Na ocasião, José Múcio afirmou que o Brasil, apesar de ser o maior país da América Latina e concentrar 52% do PIB da região, pode estar atrás de outras nações latino-americanas em capacidade militar. “Temos bastante equipamento comprado, mas não temos dinheiro para comprar peças”, declarou, ao destacar dificuldades para manter a operacionalidade das tropas por falta de recursos contínuos.
O ministro também apresentou dados sobre o crescimento global dos gastos militares. Segundo ele, o mundo investiu US$ 2,2 trilhões em defesa em 2023 e US$ 2,7 trilhões em 2024, com expectativa de alta. O Brasil, por sua vez, responde por apenas 1% dos investimentos globais, enquanto Estados Unidos e China concentram 52% de todo o montante aplicado na área.
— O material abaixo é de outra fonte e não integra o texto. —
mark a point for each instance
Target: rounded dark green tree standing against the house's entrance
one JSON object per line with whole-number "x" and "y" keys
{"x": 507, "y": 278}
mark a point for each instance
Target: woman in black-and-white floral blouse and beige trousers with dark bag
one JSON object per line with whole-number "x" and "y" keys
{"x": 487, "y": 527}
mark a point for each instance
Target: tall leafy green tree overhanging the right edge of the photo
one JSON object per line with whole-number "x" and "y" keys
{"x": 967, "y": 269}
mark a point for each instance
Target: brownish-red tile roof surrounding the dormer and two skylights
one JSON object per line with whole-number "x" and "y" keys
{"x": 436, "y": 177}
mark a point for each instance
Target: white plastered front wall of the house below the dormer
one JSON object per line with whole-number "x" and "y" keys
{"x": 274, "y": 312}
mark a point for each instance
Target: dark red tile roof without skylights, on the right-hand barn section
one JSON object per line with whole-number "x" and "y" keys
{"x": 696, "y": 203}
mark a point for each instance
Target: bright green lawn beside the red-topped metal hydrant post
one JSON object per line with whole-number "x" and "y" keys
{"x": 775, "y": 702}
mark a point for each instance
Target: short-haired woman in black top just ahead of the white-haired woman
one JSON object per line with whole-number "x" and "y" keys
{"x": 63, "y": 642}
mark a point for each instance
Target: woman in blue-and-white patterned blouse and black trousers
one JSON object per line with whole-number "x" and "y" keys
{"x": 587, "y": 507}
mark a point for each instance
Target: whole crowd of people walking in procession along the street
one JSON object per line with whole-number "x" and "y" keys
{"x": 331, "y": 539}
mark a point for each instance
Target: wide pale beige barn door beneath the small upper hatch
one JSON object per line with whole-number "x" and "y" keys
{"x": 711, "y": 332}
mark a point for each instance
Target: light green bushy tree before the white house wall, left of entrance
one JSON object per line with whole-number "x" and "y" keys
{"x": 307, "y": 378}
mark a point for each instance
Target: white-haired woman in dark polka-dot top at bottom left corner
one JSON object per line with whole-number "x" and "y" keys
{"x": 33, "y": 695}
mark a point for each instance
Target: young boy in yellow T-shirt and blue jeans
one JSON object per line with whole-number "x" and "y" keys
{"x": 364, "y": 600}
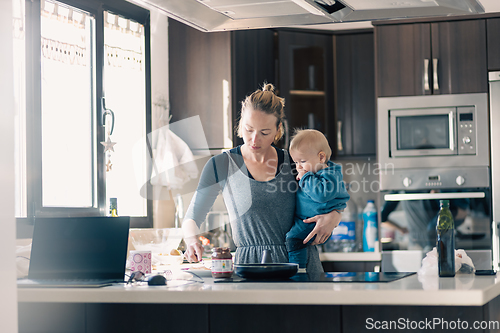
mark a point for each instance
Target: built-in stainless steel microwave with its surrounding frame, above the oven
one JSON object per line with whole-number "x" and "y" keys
{"x": 433, "y": 131}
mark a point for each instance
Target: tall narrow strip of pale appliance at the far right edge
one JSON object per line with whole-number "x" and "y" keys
{"x": 494, "y": 78}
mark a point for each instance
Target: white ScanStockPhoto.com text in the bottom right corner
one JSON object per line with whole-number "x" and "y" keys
{"x": 437, "y": 324}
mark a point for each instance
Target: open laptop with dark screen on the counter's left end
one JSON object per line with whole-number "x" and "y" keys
{"x": 78, "y": 252}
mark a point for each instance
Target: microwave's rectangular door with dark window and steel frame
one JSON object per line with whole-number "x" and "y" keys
{"x": 423, "y": 132}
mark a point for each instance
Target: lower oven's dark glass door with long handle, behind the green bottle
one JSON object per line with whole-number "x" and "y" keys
{"x": 416, "y": 213}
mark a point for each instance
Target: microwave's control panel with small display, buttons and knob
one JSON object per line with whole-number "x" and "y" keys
{"x": 466, "y": 133}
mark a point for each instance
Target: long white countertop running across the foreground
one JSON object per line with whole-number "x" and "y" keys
{"x": 413, "y": 290}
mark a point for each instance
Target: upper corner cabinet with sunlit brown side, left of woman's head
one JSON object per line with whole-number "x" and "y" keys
{"x": 211, "y": 73}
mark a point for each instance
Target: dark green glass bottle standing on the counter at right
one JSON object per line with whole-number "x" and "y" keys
{"x": 445, "y": 240}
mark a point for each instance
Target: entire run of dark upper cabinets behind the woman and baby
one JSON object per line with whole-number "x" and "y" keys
{"x": 203, "y": 66}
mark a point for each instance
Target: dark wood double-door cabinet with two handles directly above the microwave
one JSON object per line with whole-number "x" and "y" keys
{"x": 431, "y": 58}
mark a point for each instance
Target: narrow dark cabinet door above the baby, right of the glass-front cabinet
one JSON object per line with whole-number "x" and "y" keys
{"x": 354, "y": 95}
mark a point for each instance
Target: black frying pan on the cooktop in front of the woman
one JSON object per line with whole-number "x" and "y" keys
{"x": 266, "y": 269}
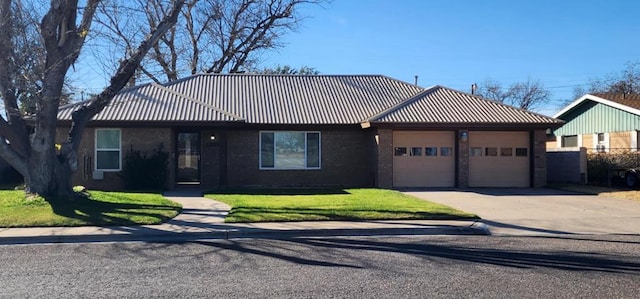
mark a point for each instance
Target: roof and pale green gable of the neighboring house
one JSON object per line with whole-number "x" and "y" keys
{"x": 602, "y": 113}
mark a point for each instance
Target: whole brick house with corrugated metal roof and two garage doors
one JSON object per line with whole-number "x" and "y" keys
{"x": 295, "y": 130}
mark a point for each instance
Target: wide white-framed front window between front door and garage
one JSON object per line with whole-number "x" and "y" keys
{"x": 289, "y": 150}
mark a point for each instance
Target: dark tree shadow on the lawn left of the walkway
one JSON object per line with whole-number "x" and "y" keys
{"x": 95, "y": 212}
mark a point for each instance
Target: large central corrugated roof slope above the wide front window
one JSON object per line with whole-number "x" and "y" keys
{"x": 297, "y": 99}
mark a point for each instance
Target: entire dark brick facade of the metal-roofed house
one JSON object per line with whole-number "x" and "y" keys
{"x": 350, "y": 157}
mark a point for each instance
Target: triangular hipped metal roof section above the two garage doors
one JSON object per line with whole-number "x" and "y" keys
{"x": 443, "y": 105}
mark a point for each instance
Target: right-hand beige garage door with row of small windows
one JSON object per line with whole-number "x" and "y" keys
{"x": 499, "y": 159}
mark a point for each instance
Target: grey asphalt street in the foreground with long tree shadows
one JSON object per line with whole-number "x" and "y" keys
{"x": 347, "y": 267}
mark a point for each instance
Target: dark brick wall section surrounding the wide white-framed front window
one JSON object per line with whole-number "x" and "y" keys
{"x": 344, "y": 161}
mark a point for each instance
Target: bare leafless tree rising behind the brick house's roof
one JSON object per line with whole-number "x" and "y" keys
{"x": 214, "y": 36}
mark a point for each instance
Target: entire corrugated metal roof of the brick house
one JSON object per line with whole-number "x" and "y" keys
{"x": 302, "y": 99}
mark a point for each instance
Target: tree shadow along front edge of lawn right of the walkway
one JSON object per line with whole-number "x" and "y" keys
{"x": 342, "y": 215}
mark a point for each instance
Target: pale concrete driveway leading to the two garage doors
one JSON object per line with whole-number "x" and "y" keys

Apesar das limitações orçamentárias, José Múcio ressaltou avanços na indústria nacional de defesa, que reúne cerca de 270 empresas estratégicas, gera aproximadamente 3 milhões de empregos e representa 3,6% do PIB. Ele citou recordes de exportação superiores a R$ 2,5 bilhões em 2025 e projetos como as fragatas, submarinos, o cargueiro KC-390 e os caças Gripen como exemplos de que o setor precisa de continuidade e fortalecimento.